Self-Regularization with Latent Space Explanations for Controllable LLM-based Classification

Modern text classification methods heavily rely on contextual embeddings from large language models (LLMs). Compared to human-engineered features, these embeddings provide automatic and effective representations for classification model training. However, they also introduce a challenge: we lose the ability to manually remove unintended features, such as sensitive or task-irrelevant features, to guarantee regulatory compliance or improve the generalizability of classification models. This limitation arises because LLM embeddings are opaque and difficult to interpret. In this paper, we propose a novel framework to identify and regularize unintended features in the LLM latent space. Specifically, we first pre-train a sparse autoencoder (SAE) to extract interpretable features from LLM latent spaces. To ensure the SAE can capture task-specific features, we further fine-tune it on task-specific datasets.
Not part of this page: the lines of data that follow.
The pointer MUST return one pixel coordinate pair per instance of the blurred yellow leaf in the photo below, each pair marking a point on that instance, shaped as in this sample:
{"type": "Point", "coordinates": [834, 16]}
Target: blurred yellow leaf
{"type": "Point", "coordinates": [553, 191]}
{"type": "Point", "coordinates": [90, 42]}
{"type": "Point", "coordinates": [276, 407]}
In training the classification model, we propose a simple and effective regularizer, by minimizing the similarity between the classifier weights and the identified unintended feature, to remove the impacts of these unintended features toward classification. We evaluate the proposed framework on three real-world tasks, including toxic chat detection, reward modeling, and disease diagnosis. Results show that the proposed framework can significantly improve the classifier's generalizability by regularizing those features that are not semantically correlated to each task. This work pioneers controllable text classification on LLM latent spaces by leveraging interpreted features to address generalizability, fairness, and privacy challenges. We will release our code and data once accepted.